# 32-bit games in 64-bit windows



## windowserror (Jun 18, 2005)

Is there any way that I can make my old Maxis-made Sim games work in x64 Windows 7? I have tried installing them and they do not even work in the Compatibility Mode, I get an error message indicating they only work in 32-bit systems. Is there a way to fool the games into working properly? Thank you.


----------



## nebuchadnezzer2 (Feb 22, 2010)

try copying the installed games to C:/Program Files (x86) if they aren't there already. it's the program file location for 32-bit programs


----------



## windowserror (Jun 18, 2005)

that might work for some, but most of the games give me a "The version of this file is not compatible with the version of Windows you are running. Check your computers information to see if you need a x86 (32 bit) or x64 (64 bit) version of the program, and contact the software provider."

I get that message when I try to install them.


----------



## TrickyNick (Jun 21, 2010)

You have to run the installer in compatibility mode. When you put the CD/DVD into the drive, and the setup program runs or gives you that error, close it. Then open up the CD/DVD in windows explorer and find the setup file that installs the games, and change it to use compatibility mode for XP, that should get it work, I've had to do that to a few of my games as well.

Just reread your post, you've already done that. Sleep deprived, sorry.


----------



## windowserror (Jun 18, 2005)

yeah, I get that error message when I am trying to run them in compatibility mode.


----------



## TrickyNick (Jun 21, 2010)

What version of Sims are you trying to install? If it's the original, I just read that it uses a 16-bit installer & it won't install on a 64-bit system. Linky


----------



## windowserror (Jun 18, 2005)

I am not trying to install The Sims.... the Maxis-made sim games.... i.e. Sim Safari, Sim Park, Sim Copter, Sim City series, etc.


----------



## Jonathan_King (May 30, 2010)

Any 32-bit program will run in a 64-bit system, although it may require compatibility mode.

However, not all programs running on a x86 system are 32-bit, however. A 32-bit OS will also run 16-bit programs.

A x64 system will not run 16-bit programs, even with compatibility mode.

If you have Windows 7 Professional or Ultimate, you can use XP-Mode to create a virtual XP machine. See this link to get started: http://www.microsoft.com/windows/virtual-pc/download.aspx


----------



## windowserror (Jun 18, 2005)

So you are telling me that the Sim games I want to run are most likely 16 bit games. That makes sense then, they won't work in compatibility mode. 

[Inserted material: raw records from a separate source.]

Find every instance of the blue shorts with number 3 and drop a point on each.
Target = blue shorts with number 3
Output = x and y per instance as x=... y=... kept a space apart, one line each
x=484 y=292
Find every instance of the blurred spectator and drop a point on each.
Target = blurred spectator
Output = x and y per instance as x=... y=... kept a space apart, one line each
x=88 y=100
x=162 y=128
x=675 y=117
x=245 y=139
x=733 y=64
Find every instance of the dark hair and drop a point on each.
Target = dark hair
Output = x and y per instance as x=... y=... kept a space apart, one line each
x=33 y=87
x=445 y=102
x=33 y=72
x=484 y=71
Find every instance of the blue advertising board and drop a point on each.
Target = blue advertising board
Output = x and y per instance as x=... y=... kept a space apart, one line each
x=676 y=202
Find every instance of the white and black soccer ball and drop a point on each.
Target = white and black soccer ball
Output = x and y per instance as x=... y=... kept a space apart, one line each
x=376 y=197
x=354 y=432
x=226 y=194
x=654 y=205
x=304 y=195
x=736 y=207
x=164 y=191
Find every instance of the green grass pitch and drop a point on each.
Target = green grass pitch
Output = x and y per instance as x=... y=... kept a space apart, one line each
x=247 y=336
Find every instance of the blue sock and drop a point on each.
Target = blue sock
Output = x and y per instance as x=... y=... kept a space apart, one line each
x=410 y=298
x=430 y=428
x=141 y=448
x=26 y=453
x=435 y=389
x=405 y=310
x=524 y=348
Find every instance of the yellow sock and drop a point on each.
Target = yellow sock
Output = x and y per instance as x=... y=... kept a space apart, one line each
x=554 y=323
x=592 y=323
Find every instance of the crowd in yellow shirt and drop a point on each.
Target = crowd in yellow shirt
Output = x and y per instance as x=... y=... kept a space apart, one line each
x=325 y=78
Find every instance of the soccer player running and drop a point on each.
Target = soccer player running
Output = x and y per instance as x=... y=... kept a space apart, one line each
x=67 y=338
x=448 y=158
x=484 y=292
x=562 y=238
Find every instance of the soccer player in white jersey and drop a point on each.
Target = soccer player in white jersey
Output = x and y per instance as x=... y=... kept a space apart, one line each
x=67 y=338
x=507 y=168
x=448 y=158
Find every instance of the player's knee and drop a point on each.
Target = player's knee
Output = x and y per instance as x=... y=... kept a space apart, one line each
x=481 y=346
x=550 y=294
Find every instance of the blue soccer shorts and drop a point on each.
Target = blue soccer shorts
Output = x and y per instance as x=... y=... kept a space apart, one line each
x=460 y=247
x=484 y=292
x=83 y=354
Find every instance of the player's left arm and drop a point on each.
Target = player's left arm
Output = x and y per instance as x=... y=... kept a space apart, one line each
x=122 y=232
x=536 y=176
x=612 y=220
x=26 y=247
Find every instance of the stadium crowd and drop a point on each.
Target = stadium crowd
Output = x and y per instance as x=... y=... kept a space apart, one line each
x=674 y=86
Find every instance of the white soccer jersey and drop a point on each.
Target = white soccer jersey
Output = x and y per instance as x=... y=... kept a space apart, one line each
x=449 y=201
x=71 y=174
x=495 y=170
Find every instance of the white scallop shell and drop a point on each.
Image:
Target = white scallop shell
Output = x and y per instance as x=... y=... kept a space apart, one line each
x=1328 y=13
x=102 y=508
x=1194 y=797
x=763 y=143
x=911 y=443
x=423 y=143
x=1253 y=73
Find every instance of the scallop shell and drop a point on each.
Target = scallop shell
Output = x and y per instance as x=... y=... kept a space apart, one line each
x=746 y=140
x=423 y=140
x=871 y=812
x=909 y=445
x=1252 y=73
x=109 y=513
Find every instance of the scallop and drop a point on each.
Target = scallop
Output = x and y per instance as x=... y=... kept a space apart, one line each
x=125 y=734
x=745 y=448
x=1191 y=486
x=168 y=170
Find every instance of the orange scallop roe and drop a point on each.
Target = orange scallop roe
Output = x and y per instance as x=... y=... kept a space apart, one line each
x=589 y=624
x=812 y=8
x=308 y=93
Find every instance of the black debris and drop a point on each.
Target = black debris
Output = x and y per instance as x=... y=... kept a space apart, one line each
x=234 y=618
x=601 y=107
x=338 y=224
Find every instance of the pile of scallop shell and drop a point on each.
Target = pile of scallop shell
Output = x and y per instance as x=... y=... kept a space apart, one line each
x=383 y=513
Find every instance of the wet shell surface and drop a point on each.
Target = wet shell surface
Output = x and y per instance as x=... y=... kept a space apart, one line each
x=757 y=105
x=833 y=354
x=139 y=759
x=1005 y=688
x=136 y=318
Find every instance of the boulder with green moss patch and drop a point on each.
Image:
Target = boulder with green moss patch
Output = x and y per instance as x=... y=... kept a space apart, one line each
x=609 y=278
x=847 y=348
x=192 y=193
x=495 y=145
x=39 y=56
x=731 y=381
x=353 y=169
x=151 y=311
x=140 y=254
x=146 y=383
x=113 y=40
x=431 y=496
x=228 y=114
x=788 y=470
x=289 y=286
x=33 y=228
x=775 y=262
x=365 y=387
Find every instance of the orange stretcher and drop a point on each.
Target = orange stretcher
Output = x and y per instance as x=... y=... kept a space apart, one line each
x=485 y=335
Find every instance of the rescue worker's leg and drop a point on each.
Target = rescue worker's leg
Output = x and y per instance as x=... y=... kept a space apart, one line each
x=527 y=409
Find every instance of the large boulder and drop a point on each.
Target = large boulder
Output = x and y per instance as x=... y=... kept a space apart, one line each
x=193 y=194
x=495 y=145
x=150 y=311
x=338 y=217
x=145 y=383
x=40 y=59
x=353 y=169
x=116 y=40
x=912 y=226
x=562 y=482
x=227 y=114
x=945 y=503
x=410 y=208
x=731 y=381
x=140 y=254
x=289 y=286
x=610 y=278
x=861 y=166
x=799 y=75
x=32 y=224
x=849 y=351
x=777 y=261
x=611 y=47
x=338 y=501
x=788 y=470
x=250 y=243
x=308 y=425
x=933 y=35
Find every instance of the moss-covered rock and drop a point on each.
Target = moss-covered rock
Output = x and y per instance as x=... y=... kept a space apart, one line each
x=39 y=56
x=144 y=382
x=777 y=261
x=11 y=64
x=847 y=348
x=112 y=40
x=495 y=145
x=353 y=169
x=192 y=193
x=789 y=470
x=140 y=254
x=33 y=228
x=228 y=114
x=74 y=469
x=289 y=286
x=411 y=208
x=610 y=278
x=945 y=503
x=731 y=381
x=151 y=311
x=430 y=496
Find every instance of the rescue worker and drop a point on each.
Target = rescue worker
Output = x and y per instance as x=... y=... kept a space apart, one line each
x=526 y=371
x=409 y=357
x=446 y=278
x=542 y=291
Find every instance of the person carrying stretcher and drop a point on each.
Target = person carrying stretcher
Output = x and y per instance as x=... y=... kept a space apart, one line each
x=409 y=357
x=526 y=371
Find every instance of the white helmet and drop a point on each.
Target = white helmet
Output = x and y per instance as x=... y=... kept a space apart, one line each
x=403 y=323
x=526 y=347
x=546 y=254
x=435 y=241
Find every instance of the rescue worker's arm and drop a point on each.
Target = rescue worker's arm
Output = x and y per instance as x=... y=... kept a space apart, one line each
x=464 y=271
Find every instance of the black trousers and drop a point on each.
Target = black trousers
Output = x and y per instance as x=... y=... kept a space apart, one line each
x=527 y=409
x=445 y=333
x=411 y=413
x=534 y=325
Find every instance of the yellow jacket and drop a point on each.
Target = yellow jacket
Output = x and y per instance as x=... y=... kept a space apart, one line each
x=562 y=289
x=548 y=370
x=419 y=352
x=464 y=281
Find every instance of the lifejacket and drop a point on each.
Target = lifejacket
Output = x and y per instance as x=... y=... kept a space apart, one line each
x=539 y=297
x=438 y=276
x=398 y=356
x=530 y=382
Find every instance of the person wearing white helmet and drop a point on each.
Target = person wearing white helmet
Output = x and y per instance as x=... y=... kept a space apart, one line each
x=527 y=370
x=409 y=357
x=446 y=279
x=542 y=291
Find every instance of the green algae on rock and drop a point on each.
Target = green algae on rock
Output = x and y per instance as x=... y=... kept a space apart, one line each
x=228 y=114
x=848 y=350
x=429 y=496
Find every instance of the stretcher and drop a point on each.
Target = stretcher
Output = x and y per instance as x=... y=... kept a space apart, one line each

I have Home Premium... therefore I can't use the Microsoft virtual machine. Is there some freeware out there that does the same thing?


----------



## Jonathan_King (May 30, 2010)

Sure, VirtualBox. The program itself is free, but you will need to pay for a copy of XP, just as if you were installing it on a real machine.


----------



## windowserror (Jun 18, 2005)

So better question... Is there a legal way I can do that without having to buy another copy of Windows?


----------



## blakcshadow (Nov 25, 2008)

run Linux under VirtualBox with WINE installed


----------



## Jonathan_King (May 30, 2010)

windowserror said:


> So better question... Is there a legal way I can do that without having to buy another copy of Windows?


Unfortunately not. There are illegal ways, of course, but you have exactly 2 options to do things legally:

1) Use XP-Mode in Windows 7 Professional or Ultimate

2) Purchase a copy of XP with a legitimate product key. eBay is okay, but I strongly recommend making sure it is sealed in its plastic, to avoid getting bitten.


----------



## blakcshadow (Nov 25, 2008)

i have a key I'm willing to part with. I changed an XP machine to Windows 7


----------



## DoubleHelix (Dec 10, 2004)

blakcshadow said:


> i have a key I'm willing to part with. I changed an XP machine to Windows 7


You upgraded using a *full* license and not an upgrade? If not, the XP license cannot be used on another computer.


----------



## tom6049 (Aug 6, 2007)

windowserror said:


> "The version of this file is not compatible with the version of Windows you are running. Check your computers information to see if you need a x86 (32 bit) or x64 (64 bit) version of the program, and contact the software provider."


Recently, I have been experimenting with VMLite XP Mode on my Windows 7 
Ultimate 64bit computer. So far, I've used it to play MechWarrior 2 (Win95 version) and Interstate '76.


----------